The full-length ORF of CcCCR1 and CcCCR2 was cloned, and the pBI121-CcCCRs expression vector was constructed and introduced into Agrobacterium GV3103. Arabidopsis thaliana was infected by Agrobacterium dipping method three times. The harvested T0 generation seeds were sown on demand in 1/2MS medium (40 μg/mL Kan) containing antibiotics to screen the normal-growth-positive seedlings. T1 generation seeds were harvested, and plants were screened and cultured for PCR detection. T2 generation homozygous Arabidopsis which obtained CcCCR1 and CcCCR2 genes was screened for q-PCR detection and lignin content was determined.

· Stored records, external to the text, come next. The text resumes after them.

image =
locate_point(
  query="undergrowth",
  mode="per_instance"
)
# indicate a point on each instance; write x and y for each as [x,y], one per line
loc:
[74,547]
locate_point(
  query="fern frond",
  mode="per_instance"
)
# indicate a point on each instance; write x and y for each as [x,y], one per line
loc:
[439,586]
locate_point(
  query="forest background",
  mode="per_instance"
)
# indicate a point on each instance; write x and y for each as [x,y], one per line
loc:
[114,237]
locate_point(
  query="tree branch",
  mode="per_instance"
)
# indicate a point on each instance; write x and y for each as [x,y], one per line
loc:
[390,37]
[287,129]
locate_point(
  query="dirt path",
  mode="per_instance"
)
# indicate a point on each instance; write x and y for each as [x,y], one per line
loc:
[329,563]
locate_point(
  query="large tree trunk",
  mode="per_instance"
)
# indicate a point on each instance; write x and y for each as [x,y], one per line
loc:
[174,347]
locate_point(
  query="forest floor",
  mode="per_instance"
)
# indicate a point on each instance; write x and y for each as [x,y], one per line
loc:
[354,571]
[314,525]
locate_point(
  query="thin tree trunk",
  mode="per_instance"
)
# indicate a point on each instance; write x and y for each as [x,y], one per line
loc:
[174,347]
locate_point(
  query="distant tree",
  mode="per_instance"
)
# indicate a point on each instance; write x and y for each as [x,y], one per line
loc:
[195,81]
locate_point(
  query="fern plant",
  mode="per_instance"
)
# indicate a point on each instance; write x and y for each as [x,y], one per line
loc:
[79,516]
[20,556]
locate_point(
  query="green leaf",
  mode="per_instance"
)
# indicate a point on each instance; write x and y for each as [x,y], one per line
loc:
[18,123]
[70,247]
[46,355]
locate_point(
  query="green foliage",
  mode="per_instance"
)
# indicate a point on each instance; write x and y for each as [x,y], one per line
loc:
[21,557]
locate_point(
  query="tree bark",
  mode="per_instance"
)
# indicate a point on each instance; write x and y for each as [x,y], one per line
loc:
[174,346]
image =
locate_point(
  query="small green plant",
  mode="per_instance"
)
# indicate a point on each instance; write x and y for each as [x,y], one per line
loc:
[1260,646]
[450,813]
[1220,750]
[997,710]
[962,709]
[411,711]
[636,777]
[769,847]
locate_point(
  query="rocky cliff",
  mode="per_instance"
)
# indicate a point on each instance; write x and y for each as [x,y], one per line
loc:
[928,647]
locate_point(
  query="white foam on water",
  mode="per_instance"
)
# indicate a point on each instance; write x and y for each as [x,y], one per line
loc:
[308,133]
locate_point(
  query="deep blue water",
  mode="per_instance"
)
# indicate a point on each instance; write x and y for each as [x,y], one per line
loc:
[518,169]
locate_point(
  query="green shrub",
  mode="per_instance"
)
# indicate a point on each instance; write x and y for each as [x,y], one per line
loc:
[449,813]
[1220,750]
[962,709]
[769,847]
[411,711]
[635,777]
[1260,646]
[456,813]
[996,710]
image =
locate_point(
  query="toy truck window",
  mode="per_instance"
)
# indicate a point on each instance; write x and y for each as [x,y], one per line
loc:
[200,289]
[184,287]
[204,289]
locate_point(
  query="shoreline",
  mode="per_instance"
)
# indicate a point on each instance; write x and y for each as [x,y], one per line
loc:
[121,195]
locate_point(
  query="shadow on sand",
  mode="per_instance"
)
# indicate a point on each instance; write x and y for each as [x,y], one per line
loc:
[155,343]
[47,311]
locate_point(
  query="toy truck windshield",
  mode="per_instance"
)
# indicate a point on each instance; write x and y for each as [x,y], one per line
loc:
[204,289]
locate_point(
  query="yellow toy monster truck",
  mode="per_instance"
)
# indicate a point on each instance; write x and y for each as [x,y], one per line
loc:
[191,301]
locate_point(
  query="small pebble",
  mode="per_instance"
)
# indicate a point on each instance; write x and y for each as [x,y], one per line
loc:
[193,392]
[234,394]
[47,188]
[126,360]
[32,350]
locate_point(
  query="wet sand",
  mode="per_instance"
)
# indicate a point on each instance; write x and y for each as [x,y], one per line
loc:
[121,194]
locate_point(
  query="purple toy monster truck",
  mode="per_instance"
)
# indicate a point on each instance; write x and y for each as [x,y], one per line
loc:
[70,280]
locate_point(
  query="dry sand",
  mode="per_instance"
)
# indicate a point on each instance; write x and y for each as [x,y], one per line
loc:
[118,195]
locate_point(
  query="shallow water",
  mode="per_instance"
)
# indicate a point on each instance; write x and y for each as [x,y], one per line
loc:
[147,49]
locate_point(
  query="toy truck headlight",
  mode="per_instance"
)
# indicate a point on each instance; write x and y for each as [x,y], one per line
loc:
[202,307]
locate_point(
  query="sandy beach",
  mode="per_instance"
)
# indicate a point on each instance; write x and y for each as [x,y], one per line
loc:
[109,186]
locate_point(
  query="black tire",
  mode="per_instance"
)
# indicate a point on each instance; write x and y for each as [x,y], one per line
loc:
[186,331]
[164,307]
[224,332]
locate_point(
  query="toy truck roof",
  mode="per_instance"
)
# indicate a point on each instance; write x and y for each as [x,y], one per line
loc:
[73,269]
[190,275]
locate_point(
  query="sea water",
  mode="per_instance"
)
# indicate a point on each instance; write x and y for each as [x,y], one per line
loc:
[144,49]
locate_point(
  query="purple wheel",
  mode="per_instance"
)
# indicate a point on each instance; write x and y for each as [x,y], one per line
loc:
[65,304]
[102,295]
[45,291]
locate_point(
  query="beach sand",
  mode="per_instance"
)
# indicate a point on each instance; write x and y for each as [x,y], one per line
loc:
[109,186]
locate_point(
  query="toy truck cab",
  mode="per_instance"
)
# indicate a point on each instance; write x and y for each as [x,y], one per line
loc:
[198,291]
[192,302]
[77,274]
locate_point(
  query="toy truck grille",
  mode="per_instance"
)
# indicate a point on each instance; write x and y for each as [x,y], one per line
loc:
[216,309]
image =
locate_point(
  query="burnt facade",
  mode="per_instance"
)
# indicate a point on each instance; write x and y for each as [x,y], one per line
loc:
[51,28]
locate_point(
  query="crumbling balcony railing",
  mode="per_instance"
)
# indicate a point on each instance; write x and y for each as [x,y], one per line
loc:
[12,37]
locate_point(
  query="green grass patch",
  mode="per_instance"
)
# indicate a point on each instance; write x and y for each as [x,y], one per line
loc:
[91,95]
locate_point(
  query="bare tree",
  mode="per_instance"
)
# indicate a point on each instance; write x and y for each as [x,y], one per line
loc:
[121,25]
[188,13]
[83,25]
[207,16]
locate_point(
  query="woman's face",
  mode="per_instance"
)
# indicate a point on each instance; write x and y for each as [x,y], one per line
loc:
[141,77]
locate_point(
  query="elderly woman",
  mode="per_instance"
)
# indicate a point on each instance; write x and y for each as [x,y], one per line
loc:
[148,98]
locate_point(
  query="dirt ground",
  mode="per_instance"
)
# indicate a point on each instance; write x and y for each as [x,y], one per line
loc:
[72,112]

2.7. Virus-Induced Gene Silencing of CcCCR1 and CcCCR2 in Hainan Huangdenglong Pepper

The pTRV vector and Agrobacterium tumefaciens strain GV3103 were prepared for VIGS. According to the full-length sequences of CcCCR1 and CcCCR2 genes, two pairs of specific primers (BamHI and SacI digestion sites) were designed to amplify the target fragments of 353 and 367 bp (Supplementary Table S2 for primers). Then, two target fragments were cloned into the pTRV2 vector by OneStep Cloning Kit to yield the pTRV2: CcCCR1 and pTRV2: CcCCR2 construct (Fig10a). The constructed pTRV2: CcCCR1 and pTRV2: CcCCR2 expression vectors, and pTRV1 and pTRV2 empty plasmids were transformed into Agrobacterium tumefaciens, respectively.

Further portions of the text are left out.